I’ll start by taking a look back at my childhood fashion. Unsurprisingly, pink and dresses played a big part. One dress that particularly stands out was my first ever bridesmaid dress for our very close family friends, Jon and Wendy. I remember at the time going to a fitting and feeling like a real life princess. The dress was blue and pink with a gorgeous flower headdress. I loved the dress so much that when I had to take it off I cried the whole way home.
Thankfully, having a beyond talented mum, I was able to indulge in my love of dresses with the many she made me…from a cute white frilly sun dress for our first abroad holiday to my gorgeous gold prom dress, she made for £5 after I said I liked Charlize Theron’s at the Oscars that year.
The next step on my fashion journey was of course the teen years. Like many teenagers, I used this as a chance to experiment and thus made a fair few mistakes ( luckily there aren’t any pictures of me trying to recreate Jlo’s look in my pink velour tracksuit.)
There are a fair few pictures however of my clubbing photos which randomly make me a little sad. Not because the clothes are horrible, I mean they aren’t great! But, the reason they make me a little upset is because they are SO frumpy. I’d often wear long dresses over trousers because I wanted to cover up as I felt I didn’t have the best figure. Looking back I can see my figure was absolutely fine and the only thing that was wrong were the certain people around me.

As I went into my 20s luckily those people went and while I still had a few daemons in my head, I used fashion as a way to boost my confidence by wearing brave, bright and fun outfits to represent the person I wanted to be.
Using fashion to boost my confidence was something that continued as I started career. I think it was my mum who told me that you shouldn’t dress for the job you have but the job you want. This meant that even in my days working in Bordon as Editor of a local magazine( no offence to anyone that lives in Bordon but you’ll know that it isn’t exactly a fashion capital) I’d strut down to the local Tesco in my six inch heels and ridiculously uncomfy pencil skirts (thankfully it wasn’t a long walk!)
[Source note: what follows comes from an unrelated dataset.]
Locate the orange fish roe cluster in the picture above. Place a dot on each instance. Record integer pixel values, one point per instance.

Now, obviously I’m no Alana Sugar, however this love of fashion and being creative with my clothes led me to my job at the luxury fashion brand Aspinal of London, where I got to take part in numerous fashion weeks and see fashion icons like Anna Wintour and Edward Enniful – something I’d always dreamed of in my days in the beautiful Bordon.
I went on to swap handbags for hotels with my job at Four Seasons but my love of fashion definitely still plays a big part in my career, life and general self esteem. This sounds a bit deep but I truly see a direct correlation between clothes and my mood. In the first lockdown, getting up and putting on a fun outfit (despite not leaving the house) was one of my favourite parts of the day.
Today, as I look back at key moments in my life, I can remember the outfits I chose and the meaning behind them, from the suede mini skirt and knee high boots I wore on my first date with Stu to the confidence boosting black blazer dress I wore on my interview at Four Seasons. And this is why I have a passion for fashion.